=gam197;11978046 Why would someone hoard their antibiotics? Would they not just get another prescription if they needed it?
Many people take only enough of their antibiotics to feel better and then keep the rest for the next time they get sick so they don’t have to go the doctor, be examined, get more lab testing, and then fill a prescription. It’s an expense and a time-consumer that they want to avoid, so they just keep the antibiotics on hand.
Would you believe…I speak the truth!..that my microbiology supervisor does this?!! Yes! It’s very common.
Another reason why people don’t take all of their antibiotics is that some antibiotics give people very unpleasant G.I. side effects: nausea, diarrhea, sore anal area. So they just stop taking the antibiotic; usually they feel better after a few doses anyway, and decide that it’s just not worth feeling so sick to their stomach. Often they will keep the antibiotic, and then get it out the next time they have a respiratory illness/cold.
I don’t even think we could name all the sexually transmitted diseases today.
Some facts from World Health Organization…

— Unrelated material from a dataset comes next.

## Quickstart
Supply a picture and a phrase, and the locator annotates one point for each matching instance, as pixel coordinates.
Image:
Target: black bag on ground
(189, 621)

Most of the STDs listed are not bacterial, but viral, and antibiotics are not used in their treatment. This means that these viral diseases have no part in influencing the increasing resistance of bacteria.
As far as I have heard, trichomonas and syphilis still respond well to antibiotics. I have not heard of any resistance of these two organisms. The bad boy is gonorrhea. Doctors don’t even try to treat it with the 1st generation antibiotics anymore because so many of the strains of GC are resistant.
I’m not trying to be contrary to you. I’m only trying to persuade you not to turn the antibiotic resistance issue into a “sin” issue. This is not caused by sexually-promiscuous people, although they are contributing. Antibiotic resistance is something that many people contribute to.
Doctors have mis-used antibiotics over the years and continue to misuse them; just last week, I had a “discussion” with a urologist who was insisting on treating an obvious skin contaminant that showed up in a patient’s blood culture. He’s got a lot of clout in the hospital system, and I had to be careful in what I said. I at least got him to agree to consult with the infectious disease doctors. But if he decided that I was being “insubordinate,” he could have me fired.
It’s strange. Although many Staph. aureus are also MRSA (extremely resistant to antibiotics), as of yet, the very very bad bacteria, Strep pyogenes (the cause of strep throat) has still not developed any resistance to penicillin. If it ever did, we would be goners! There are many people who can’t take penicillin due to allergies, but the bacteria can be treated easily with other antibiotics. On the other hand, the flesh-eating strain of Strep pyo moves so fast that unless it’s diagnosed right away, it’s often too late. It’s a very very bad bug!